Boreal Genomics has been awarded US Patent No. 8,529,744, "Enrichment of nucleic acid targets."
Andrea Marziali and Nitin Sood are named as inventors.
Describes methods and an apparatus that provide improved fidelity and specificity when separating nucleic acids from a sample, but without the need for amplification. In particular, using the disclosed methods, it is possible to isolate a variant nucleic acid (i.e., a mutation) from a non-target nucleic acid (i.e., a wild-type) when the variant is present in the original sample at a much lower concentration than the non-target, e.g., at a ratio of 1 in 10,000, without substantial loss of the variant.
Spartan Bioscience has been awarded US Patent No. 8,528,777, "Tube for DNA reactions."

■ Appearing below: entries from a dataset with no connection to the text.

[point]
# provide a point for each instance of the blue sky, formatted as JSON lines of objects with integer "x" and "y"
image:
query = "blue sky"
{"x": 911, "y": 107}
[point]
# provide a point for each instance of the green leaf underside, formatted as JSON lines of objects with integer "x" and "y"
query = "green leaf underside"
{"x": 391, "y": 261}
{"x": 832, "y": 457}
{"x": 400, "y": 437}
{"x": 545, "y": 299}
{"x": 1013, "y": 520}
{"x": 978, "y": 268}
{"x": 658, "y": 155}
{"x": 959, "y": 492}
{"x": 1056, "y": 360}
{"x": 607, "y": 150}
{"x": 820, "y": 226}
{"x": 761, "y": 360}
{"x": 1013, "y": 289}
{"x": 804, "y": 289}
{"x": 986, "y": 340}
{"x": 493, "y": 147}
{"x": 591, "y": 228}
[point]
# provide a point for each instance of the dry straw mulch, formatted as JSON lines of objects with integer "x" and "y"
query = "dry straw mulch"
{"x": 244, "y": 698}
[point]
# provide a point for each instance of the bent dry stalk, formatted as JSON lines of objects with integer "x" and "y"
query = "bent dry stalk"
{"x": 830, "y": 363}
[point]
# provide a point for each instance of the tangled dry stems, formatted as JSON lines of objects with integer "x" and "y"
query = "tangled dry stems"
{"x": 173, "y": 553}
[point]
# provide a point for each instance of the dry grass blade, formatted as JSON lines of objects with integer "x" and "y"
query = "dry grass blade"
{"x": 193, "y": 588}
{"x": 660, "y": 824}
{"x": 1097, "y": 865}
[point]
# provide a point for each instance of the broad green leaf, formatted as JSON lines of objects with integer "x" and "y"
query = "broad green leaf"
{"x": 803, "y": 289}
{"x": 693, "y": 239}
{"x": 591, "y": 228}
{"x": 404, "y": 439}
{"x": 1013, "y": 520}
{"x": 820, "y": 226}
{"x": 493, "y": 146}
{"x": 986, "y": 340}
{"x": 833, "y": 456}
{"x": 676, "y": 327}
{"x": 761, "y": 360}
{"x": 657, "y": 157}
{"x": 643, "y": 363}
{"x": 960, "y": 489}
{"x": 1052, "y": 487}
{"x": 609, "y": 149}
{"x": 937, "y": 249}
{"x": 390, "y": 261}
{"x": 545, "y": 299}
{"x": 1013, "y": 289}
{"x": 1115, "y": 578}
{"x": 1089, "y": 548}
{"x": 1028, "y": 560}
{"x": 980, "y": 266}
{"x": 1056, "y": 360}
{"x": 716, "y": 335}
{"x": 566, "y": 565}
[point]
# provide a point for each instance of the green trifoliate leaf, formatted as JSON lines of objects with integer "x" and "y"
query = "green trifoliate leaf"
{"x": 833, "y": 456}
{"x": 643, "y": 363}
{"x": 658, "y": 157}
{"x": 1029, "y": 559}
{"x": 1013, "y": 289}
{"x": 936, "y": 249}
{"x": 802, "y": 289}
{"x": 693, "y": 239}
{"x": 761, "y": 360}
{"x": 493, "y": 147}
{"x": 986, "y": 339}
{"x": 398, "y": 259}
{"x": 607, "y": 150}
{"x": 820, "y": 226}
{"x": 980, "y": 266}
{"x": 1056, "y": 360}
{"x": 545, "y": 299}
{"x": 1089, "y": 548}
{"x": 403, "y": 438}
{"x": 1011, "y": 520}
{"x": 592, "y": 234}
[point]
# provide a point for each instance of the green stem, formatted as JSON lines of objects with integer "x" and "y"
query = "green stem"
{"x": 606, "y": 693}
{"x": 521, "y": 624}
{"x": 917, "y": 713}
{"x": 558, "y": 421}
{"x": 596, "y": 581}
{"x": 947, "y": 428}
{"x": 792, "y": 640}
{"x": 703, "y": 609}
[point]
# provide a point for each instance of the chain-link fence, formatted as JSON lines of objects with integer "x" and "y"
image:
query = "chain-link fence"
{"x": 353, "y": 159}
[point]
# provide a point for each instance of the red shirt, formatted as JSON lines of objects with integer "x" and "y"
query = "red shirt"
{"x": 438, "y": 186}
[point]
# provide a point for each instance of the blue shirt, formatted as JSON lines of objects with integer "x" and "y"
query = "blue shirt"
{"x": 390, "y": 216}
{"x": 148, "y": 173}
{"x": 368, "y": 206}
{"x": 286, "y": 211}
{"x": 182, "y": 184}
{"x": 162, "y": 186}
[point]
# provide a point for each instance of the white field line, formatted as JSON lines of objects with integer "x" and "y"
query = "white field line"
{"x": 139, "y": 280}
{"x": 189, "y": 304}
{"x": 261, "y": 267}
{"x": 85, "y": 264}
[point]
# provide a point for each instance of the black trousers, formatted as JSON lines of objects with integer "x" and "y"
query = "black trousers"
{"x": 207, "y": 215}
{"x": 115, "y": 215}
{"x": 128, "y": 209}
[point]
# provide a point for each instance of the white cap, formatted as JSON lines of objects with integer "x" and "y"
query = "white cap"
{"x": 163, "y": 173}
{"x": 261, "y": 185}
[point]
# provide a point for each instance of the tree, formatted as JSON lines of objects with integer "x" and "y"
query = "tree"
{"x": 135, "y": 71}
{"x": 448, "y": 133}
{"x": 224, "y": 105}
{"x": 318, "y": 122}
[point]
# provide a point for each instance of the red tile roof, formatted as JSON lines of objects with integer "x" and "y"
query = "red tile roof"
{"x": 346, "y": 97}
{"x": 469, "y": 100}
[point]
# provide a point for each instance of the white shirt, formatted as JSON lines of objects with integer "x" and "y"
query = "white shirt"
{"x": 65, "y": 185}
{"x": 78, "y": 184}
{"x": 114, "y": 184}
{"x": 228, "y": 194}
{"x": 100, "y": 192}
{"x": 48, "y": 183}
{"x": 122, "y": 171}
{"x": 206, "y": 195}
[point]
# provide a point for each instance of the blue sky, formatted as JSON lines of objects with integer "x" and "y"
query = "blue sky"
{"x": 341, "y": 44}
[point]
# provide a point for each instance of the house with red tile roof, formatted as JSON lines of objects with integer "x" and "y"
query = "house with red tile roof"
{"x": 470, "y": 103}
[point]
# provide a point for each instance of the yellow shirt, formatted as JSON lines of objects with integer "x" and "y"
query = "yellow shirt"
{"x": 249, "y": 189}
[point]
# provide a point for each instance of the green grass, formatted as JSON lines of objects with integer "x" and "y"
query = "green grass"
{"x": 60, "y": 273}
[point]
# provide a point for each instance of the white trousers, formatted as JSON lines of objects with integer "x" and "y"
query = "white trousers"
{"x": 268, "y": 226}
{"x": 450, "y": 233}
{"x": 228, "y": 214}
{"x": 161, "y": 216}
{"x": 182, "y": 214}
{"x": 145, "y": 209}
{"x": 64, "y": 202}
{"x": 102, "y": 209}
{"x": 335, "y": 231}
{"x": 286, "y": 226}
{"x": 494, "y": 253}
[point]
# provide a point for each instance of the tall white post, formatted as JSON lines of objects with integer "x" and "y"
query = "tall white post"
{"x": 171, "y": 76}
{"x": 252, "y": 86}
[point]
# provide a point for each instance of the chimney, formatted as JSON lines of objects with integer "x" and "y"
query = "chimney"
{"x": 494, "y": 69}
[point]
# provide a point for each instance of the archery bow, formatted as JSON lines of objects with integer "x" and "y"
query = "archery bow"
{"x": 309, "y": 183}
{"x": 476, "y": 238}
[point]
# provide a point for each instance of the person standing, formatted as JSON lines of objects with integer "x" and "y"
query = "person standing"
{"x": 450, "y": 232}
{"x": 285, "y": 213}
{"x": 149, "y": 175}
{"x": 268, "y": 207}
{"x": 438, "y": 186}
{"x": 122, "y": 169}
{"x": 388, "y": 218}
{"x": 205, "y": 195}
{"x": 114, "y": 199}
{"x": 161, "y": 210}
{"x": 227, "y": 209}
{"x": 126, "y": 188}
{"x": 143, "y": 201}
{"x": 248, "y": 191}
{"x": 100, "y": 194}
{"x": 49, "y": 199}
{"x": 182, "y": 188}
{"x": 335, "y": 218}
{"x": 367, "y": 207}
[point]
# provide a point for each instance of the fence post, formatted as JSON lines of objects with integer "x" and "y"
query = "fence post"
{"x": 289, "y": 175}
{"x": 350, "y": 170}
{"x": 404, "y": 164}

Chris Harder, Martin Cloake, Michel Perreault, Paul Lem, and Alan Syayanpour are named as inventors.
Provides a reaction tube for use in performing PCR in a thermal cycler. The reaction tube includes a hollow tube of heat-conducting synthetic plastic material having an open top and a flat bottom formed of an optically clear material. The reaction tube also includes a solid plug cap nesting within the hollow tube to provide a minimized void volume within the tube and to minimize evaporation and condensation of the biological fluid.